Gerhardsson Lars, Gillström Lennart, Hagberg Mats
Occupational and Environmental Medicine, Sahlgrenska Academy and University Hospital, University of Gothenburg, Medicinaregatan 16, Box 414, SE-405 30 Gothenburg, Sweden.
Company Health Service, Volvo Powertrain Corporation, SE-541 36 Skovde, Sweden.
J Occup Med Toxicol. 2014 Nov 11;9(1):38. doi: 10.1186/s12995-014-0038-1. eCollection 2014.

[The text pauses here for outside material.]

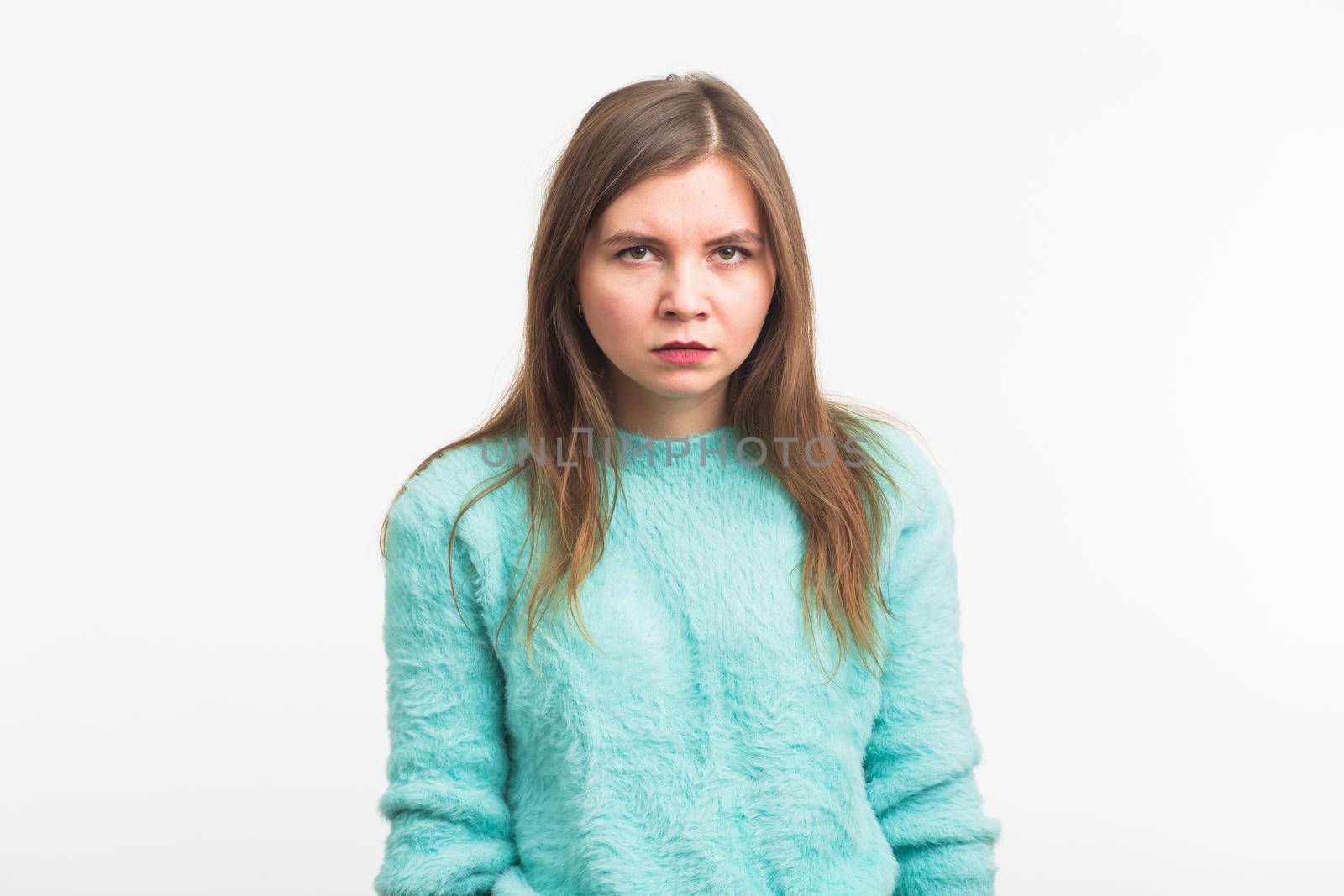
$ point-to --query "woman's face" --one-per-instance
(678, 257)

Exposure to hand-held vibrating tools may cause the hand-arm vibration syndrome (HAVS). The aim was to study the test-retest reliability of hand and muscle strength tests, and tests for the determination of thermal and vibration perception thresholds, which are used when investigating signs of neuropathy in vibration exposed workers.

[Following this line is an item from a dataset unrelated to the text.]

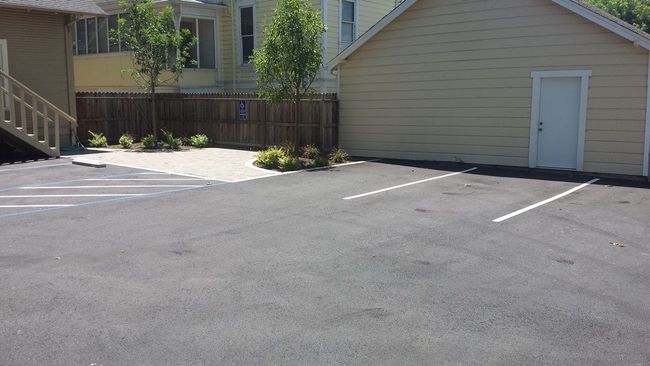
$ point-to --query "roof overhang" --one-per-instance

In this study, 47 vibration exposed workers who had been investigated at the department of Occupational and Environmental Medicine in Gothenburg were compared with a randomized sample of 18 unexposed subjects from the general population of the city of Gothenburg. All participants passed a structured interview, answered several questionnaires and had a physical examination including hand and finger muscle strength tests, determination of vibrotactile (VPT) and thermal perception thresholds (TPT). Two weeks later, 23 workers and referents, selected in a randomized manner, were called back for the same test-procedures for the evaluation of test-retest reliability.

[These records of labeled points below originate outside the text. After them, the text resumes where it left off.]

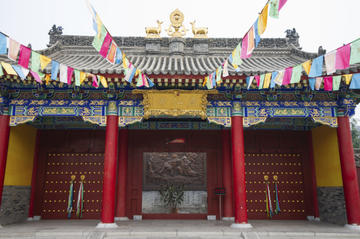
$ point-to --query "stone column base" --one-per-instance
(353, 227)
(106, 225)
(241, 225)
(121, 219)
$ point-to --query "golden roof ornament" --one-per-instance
(176, 28)
(153, 32)
(199, 32)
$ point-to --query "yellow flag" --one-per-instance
(44, 61)
(267, 80)
(307, 66)
(8, 68)
(262, 22)
(347, 78)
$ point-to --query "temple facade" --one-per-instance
(230, 147)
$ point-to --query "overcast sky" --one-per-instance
(330, 23)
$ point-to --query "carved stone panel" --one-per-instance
(187, 168)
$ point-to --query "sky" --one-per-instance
(327, 23)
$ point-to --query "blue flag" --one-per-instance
(355, 82)
(316, 67)
(54, 69)
(3, 45)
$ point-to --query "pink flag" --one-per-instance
(36, 76)
(69, 75)
(287, 76)
(24, 56)
(328, 83)
(257, 78)
(281, 3)
(105, 46)
(343, 57)
(244, 47)
(14, 48)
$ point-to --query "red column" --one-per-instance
(33, 177)
(227, 175)
(122, 169)
(4, 142)
(109, 183)
(348, 170)
(237, 143)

The test-retest reliability after a two week interval expressed as limits of agreement (LOA; Bland-Altman), intra-class correlation coefficients (ICC) and Pearson correlation coefficients was excellent for tests with the Baseline hand grip, Pinch-grip and 3-Chuck grip among the exposed workers and referents (N = 23: percentage of differences within LOA 91 - 100%; ICC-values ≥0.93; Pearson r ≥0.93). The test-retest reliability was also excellent (percentage of differences within LOA 96-100 %) for the determination of vibration perception thresholds in digits 2 and 5 bilaterally as well as for temperature perception thresholds in digits 2 and 5, bilaterally (percentage of differences within LOA 91 - 96%). For ICC and Pearson r the results for vibration perception thresholds were good for digit 2, left hand and for digit 5, bilaterally (ICC ≥ 0.84; r ≥0.85), and lower (ICC = 0.59; r = 0.59) for digit 2, right hand. For the latter two indices the test-retest reliability for the determination of temperature thresholds was lower and showed more varying results.
The strong test-retest reliability for hand and muscle strength tests as well as for the determination of VPTs makes these procedures useful for diagnostic purposes and follow-up studies in vibration exposed workers.
接触手持式振动工具可能会导致手臂振动综合征(HAVS)。目的是研究手部和肌肉力量测试以及用于确定热觉和振动觉阈值的测试的重测信度,这些测试在调查振动暴露工人的神经病变迹象时使用。
在本研究中,将47名曾在哥德堡职业与环境医学科接受检查的振动暴露工人与从哥德堡市普通人群中随机抽取的18名未暴露受试者进行比较。所有参与者都通过了结构化访谈,回答了几份问卷,并进行了体格检查,包括手部和手指肌肉力量测试、振动觉(VPT)和热觉阈值(TPT)的测定。两周后,随机挑选23名工人和对照者回来进行相同的测试程序,以评估重测信度。
以一致性界限(LOA;Bland-Altman)、组内相关系数(ICC)和Pearson相关系数表示的两周间隔后的重测信度,对于暴露工人和对照者(N = 23)的基线握力、捏力和三指握力测试非常好(LOA内差异百分比为91 - 100%;ICC值≥0.93;Pearson r≥0.93)。双侧第2和第5指的振动觉阈值测定以及双侧第2和第5指的温度觉阈值测定的重测信度也非常好(LOA内差异百分比为96 - 100%)。对于ICC和Pearson r,第2指左手和第5指双侧的振动觉阈值结果良好(ICC≥0.84;r≥0.85),而第2指右手的结果较低(ICC = 0.59;r = 0.59)。对于后两个指标,温度阈值测定的重测信度较低,结果变化更大。
手部和肌肉力量测试以及VPT测定的强大重测信度使这些程序可用于振动暴露工人的诊断目的和随访研究。